What went wrong – why did Kiwi Airlines go out of business so fast?
It goes without saying that Kiwi International Airlines went out of business rather fast. First of all, a good strategy came along with a bad name. After all, the kiwi bird, a symbol of New Zealand, cannot fly. A driving force of any business is the word in the minds of the customers; therefore, it is impossible to achieve success, starting with the wrong label (Smith, 2013). From my point of view, it would be better if the Kiwi International Airlines had its own catchy and pleasant label and name. Second, it was connected with the company’s financial strain. Nobody could predict that the company would involve in debts. Third, after some time, Kiwi International Airlines became a low-cost carrier that offered low ticket prices in exchange for eliminating most of the traditional passenger services.
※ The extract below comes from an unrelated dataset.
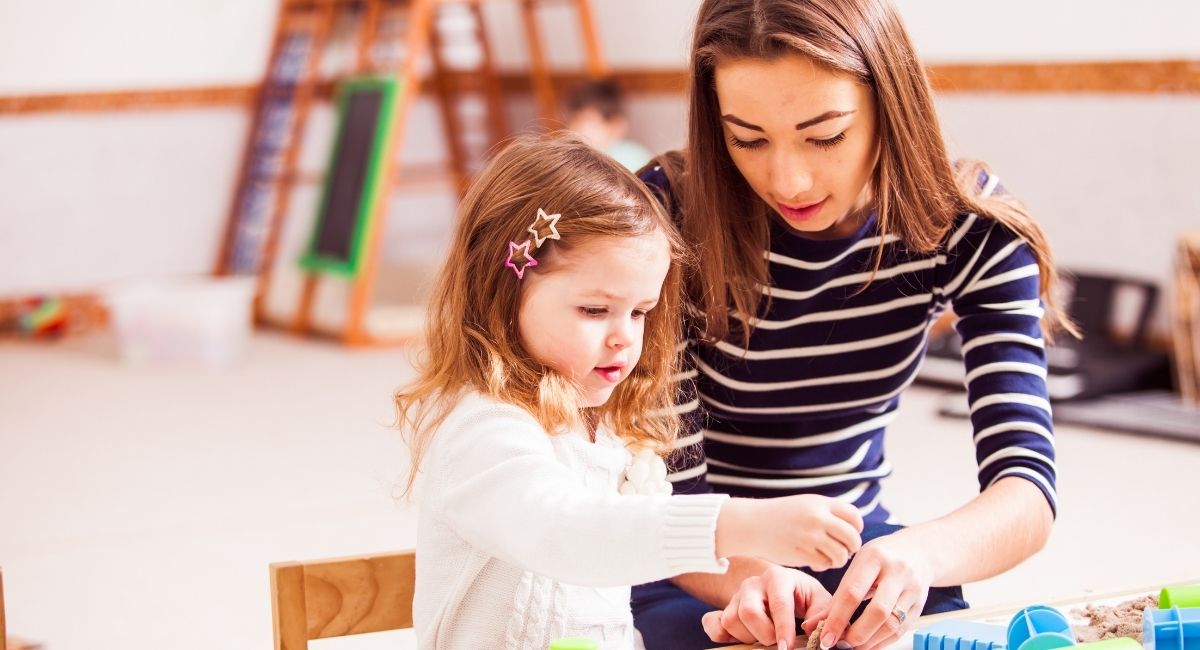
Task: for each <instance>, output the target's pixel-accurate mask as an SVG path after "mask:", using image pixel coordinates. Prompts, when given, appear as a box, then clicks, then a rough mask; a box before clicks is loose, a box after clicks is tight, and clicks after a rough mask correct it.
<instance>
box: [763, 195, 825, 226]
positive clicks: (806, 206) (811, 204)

For example, food service consisted only of coca-cola and peanuts. Consequently, it caused customers’ dissatisfaction. In this way, both economic and operational misfortune forced the situation when Kiwi International Airlines went out of the market.
So why did Kiwi Airlines fail – why did Qantas and Air New Zealand respond?
One more reason for Kiwi International Airlines’ failure is strong competition in the airline market. World practice shows that usually, companies that offer their service for a reasonable price with comfort and ready to deliver passengers to the desired destination all over the world survive in this business. It was not surprising that such serious airlines as Qantas and Air New Zealand reacted aggressively as they incurred losses due to the Kiwi International Airlines’ strategy.
For example, Air New Zealand’s “passengers were picking up flights for $US120 round trip for the 2200 km (1378 mile) international flights” (Cowling, 2015, para. 2). In addition, they provided their frequent customers with different bonuses and promotions that help them to save a decent amount of money. A distinctive feature of the airline is the quality of service for passengers. Consequently, any detail on this issue could lead to success or failure.
Qantas and Air New Zealand were major transnational carriers that completely comprehended the above issues coming to the market for a long time and having invested a lot in infrastructure, service, and the aircraft. Therefore, they have made all attempts to prevent the rise of Kiwi International Airlines. Thus, tough competition on Trans-Tasman flights led to the collapse of Kiwi Airlines in 1996.
Cowling, M. (2015). Will Kiwi Regional Airlines succeed? Risks are high. Wild About Travel. Web.
Kiwi, the Dream that Almost Came to Life. (2014). The Real World, 18(1), 4-5.
Smith, P. (2013). Cockpit Confidential: Everything You Need to Know About Air Travel. Naperville, Illinois: Sourcebooks.